Anyone convert a Redline Monocog 29er to IGH? I have a line on a used complete and would like to convert it to 3 speed.


----------



## Wrath of Kyle (Jun 12, 2006)

I did, and it had mixed results. I did like having the spread of gears, but the hubs are heavy, no matter which one you choose (Nexus i-motion or sturmey archer) On really rocky or bumpy trails I found the hub would ghost shift on me occasionally, that may be due to the way the i-motion cable attaches tho. The biggest problem was shifting in general, you have to totally back off the power for it to shift. And when you are faced with a hill to get up that usually means losing your momentum. I ended up selling the bike.

But, I'm building up an older Monocog Flight with a 3 speed hub for light offroad and commuting duties. Its not a bad idea, but for pure off road use I did not like having an IGH. And I have had all three 3 speeds and the Sram I-motion is the easiest to take on and off. That would be the preferred one in my opinion. 

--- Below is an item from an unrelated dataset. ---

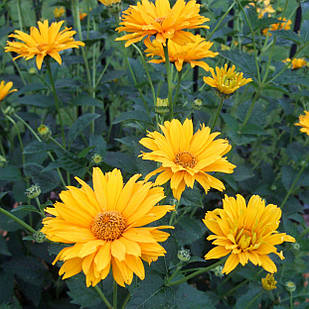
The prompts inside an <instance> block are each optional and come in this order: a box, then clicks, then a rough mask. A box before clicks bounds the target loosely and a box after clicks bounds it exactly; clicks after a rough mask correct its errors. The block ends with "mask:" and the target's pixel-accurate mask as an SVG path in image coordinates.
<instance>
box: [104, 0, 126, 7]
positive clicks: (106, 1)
mask: <svg viewBox="0 0 309 309" xmlns="http://www.w3.org/2000/svg"><path fill="white" fill-rule="evenodd" d="M99 2H101V3H102V4H104V5H106V6H109V5H112V4H115V3H119V2H121V0H99Z"/></svg>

So, yes, but it was just meh and I went back to a SS.


----------



## Bigrocks (May 14, 2004)

I'm looking to convert it to 3 speed for commuting. The one I'm looking to buy is a 2006 I think(black with yellow decals),which has the flat, stamped out drop outs. I was wondering if there are any fitment issues with those drop outs. I'm not sure what hub I would use though.

Thanks


----------



## Wrath of Kyle (Jun 12, 2006)

The standard Monocog with the track ends will be easier than the Monocog Flight with the sliding dropouts. For a Monocog Flight (with the exception of 1 year of the 26" wheeled Monocog Flight in aluminium that also has track dropouts) you would need a different anti-turn washer. 

But you should be just fine with the standard Monocog. Just make sure the hub you get has the mtb spacing of 135mm. There is a complete i-motion hub laced to a salsa cross rim on Ebay right now too that should go pretty cheap. The 3 speed hub is perfect for commuting in my opinion. I'm using a Sturmey Archer 3 speed on a street bike, and the only reason I'm building up another bike is because I want to go on mild off road trails. Plus I hate anything other than disc brakes.

And like I said, all 3 hubs are mostly similiar in weight and performance. I prefer the I-Motion only because it is much easier to remove the rear wheel in case of a flat.


----------



## jmpg (Sep 17, 2008)

*yep, the monocog is easy to set-up as an IGH bike*

I've had an Alfine 8 on my 2008 monocog for a lot of riding commuting, bike towing, racing, thrashing, but no hucking. The hub performed well for most of the time, however there were some issues.

The two major problems were after towing the kiddie trailer, the non-turn washers slipped and gouged the drop-outs which continued to cause grief as I couldn't tighten the hub into the best position the correct chain tension. To fix this problem i carve a small bit of wood and slipped in in front of the axle. There was a second problem related to this issue. When trying to get the wheel to stop slipping I stripped the wheel nuts on several occasions. On one ride my mate and I worked out that you could use a derailier hanger as a spare nut for the Alfine axle.

The second major problem was excessive wear to the cassette joint. after one race in the rain and mud. After 50kms of thunder storms and torrential rain (after a week of extreme rain), I rode through mud that at times was like a thick soup. The hub itself worked well but wouldn't shift well until the casette joint was replaced.


----------